Выбрать главу

Три дня пробыл Мирка вдвоем, в райотделовской камере; в освобожденном давно, и уже освоенном мирной жизнью, райцентре. Жизнь продолжалась, и кто-то, в какое-то нужное русло, должен был эту жизнь направлять. Поэтому люди одни, вершили судьбы других. Знал уже Мирка, что ничего не теряется с той простотой, с той легкостью, с которой теряются судьбы. Он же был винтиком, как и Викент, как и все…

В камере, когда поместили Мирку, было два человека. Он назвал свое настоящее имя. Пожав руки, почему-то подумал, что говорить будет не о чем. Старшему было на вид пятьдесят, второму — за тридцать.

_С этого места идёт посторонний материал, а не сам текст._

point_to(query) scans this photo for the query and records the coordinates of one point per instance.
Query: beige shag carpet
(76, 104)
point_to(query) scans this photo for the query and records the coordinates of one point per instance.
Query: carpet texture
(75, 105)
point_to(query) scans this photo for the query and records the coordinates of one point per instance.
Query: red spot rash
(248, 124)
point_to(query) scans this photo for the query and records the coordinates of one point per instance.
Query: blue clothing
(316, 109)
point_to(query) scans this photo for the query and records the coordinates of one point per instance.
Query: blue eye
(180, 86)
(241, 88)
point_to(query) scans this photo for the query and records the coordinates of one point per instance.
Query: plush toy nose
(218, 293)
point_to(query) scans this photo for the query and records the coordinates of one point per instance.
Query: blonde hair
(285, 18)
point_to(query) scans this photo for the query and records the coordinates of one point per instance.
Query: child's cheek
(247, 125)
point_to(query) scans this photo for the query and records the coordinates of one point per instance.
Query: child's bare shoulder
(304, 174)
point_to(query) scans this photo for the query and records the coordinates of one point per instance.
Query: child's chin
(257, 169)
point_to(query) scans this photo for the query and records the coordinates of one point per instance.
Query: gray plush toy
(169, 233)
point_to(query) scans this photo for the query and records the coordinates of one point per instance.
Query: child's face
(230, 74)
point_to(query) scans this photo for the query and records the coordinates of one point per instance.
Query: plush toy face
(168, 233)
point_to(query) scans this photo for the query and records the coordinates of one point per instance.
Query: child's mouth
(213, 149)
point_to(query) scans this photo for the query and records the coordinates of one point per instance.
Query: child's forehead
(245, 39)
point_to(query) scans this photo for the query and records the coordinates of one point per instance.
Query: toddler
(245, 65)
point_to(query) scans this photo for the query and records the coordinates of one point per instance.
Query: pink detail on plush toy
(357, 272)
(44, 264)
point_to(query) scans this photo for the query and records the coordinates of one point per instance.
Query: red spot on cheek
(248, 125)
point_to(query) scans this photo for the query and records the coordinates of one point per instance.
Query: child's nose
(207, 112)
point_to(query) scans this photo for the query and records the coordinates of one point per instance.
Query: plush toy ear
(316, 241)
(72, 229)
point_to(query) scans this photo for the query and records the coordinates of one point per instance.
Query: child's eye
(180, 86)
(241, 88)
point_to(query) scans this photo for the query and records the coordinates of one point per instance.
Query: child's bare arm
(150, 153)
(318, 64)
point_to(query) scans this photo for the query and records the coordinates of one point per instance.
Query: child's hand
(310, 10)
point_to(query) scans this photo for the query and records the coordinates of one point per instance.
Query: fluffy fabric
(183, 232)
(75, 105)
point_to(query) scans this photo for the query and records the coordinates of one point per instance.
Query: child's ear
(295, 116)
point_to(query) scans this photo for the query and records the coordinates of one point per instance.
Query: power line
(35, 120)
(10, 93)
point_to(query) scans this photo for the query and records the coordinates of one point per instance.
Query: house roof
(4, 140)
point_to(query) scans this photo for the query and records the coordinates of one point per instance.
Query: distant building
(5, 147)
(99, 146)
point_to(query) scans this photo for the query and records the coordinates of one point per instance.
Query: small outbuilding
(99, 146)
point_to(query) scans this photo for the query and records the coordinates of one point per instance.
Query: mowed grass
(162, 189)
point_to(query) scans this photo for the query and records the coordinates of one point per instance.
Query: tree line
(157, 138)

— Ты откуда? — спросил второй.

Мирка назвал родное село.

— Из плена?

— Да.

— Молодой ты… А как попал?

— Сдался.

— Что ж, и такое было... — вздохнул собеседник, — Данилом меня зовут.

— Иван Романович, — посмотрев на Мирку, назвался первый.

И сидели молча, каждый на своих нарах. Подумав о Мирке, Данило спросил:

— А сюда как попал? Опять сдался?

— Нет. В лагере отсидел. В Освенциме.

— В Освенциме? — удивился Данил.

Что же знали, — хотел бы представить Мирка, — об Освенциме люди, которые не были там?

— А не зачтется, наверное, что ты отбыл там? — предположил Данил, — Чужая тюрьма, не наша.

— Не знаю, — ответил Мирка.

— Хоть бы сам-то не говорил, что сдался.

— Мне уже все равно.

— Стыд заел, что ли?

— Нет. Мне не много хорошего сделали власть, или НКВД…

— Ну, это смотря, что ты для нее мог хорошего сделать… — Хотя, — заметил, присмотревшись к Мирке, заметил Данила, — а что ты и мог-то наделать?

«В такие-то годы!» — понял мысль его Мирка. — А ты из обиженных? — спросил он, — Из раскулаченных?

— Голод я пережил, он раскулачил!

— Да, была эта беда. Но и немцы кормить нас не собирались…

— Это я тоже понял! Я не из пленных. Тут, в тылу был, на немцев работал. Не воевал за них. Но, работал-то, так получается, на себя и на них… Ведь так? — он спрашивал мнение Мирки.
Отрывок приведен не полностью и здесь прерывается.